Dáil debates

Thursday, 3 December 2020

Finance Bill 2020: Report Stage (Resumed) and Final Stage

 

3:25 pm

Photo of Richard Boyd BarrettRichard Boyd Barrett (Dún Laoghaire, People Before Profit Alliance) | Oireachtas source

I welcome the Minister's engagement and the commitments he just made. I have given him some new information, which I hope he will follow up. The letter, which he would have got today, elaborates on that.

There is Orwellian, Janus-faced double-speak coming from the producers that are getting the relief. In order to get the money, they are telling the Minister that they will do certain things. They are not just quietly not doing them and breaking their commitments, though. Rather, they are breaking them publicly. Their representative from Screen Producers Ireland has given witness evidence in court against workers to the effect that the recipients of section 481 relief could never be anyone's employer. This is a serious abuse. The same producer companies are getting the relief year after year.

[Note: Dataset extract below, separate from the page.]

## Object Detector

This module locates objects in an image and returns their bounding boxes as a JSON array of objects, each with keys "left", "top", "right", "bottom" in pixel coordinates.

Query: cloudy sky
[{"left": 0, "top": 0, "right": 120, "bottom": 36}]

The consequences for the workers are serious. If the continuity of service provided by someone whom the respondent agreed had been working on productions associated with it for ten years did not make the producer the employer, it means the employee's pension rights are messed up.

The Unfair Dismissals Act does not apply to them. Rights they have by law simply disappear because a producer who gets the relief sets up a designated activity company, DAC, then says he or she has nothing to do with any of these things or the employees in the DAC. It is shocking. The consequence is not just for those workers, but for delivering on the creation of an industry with a permanent, developing and trained pool of workers - the crew one needs to make films and, indeed, attract investment to film.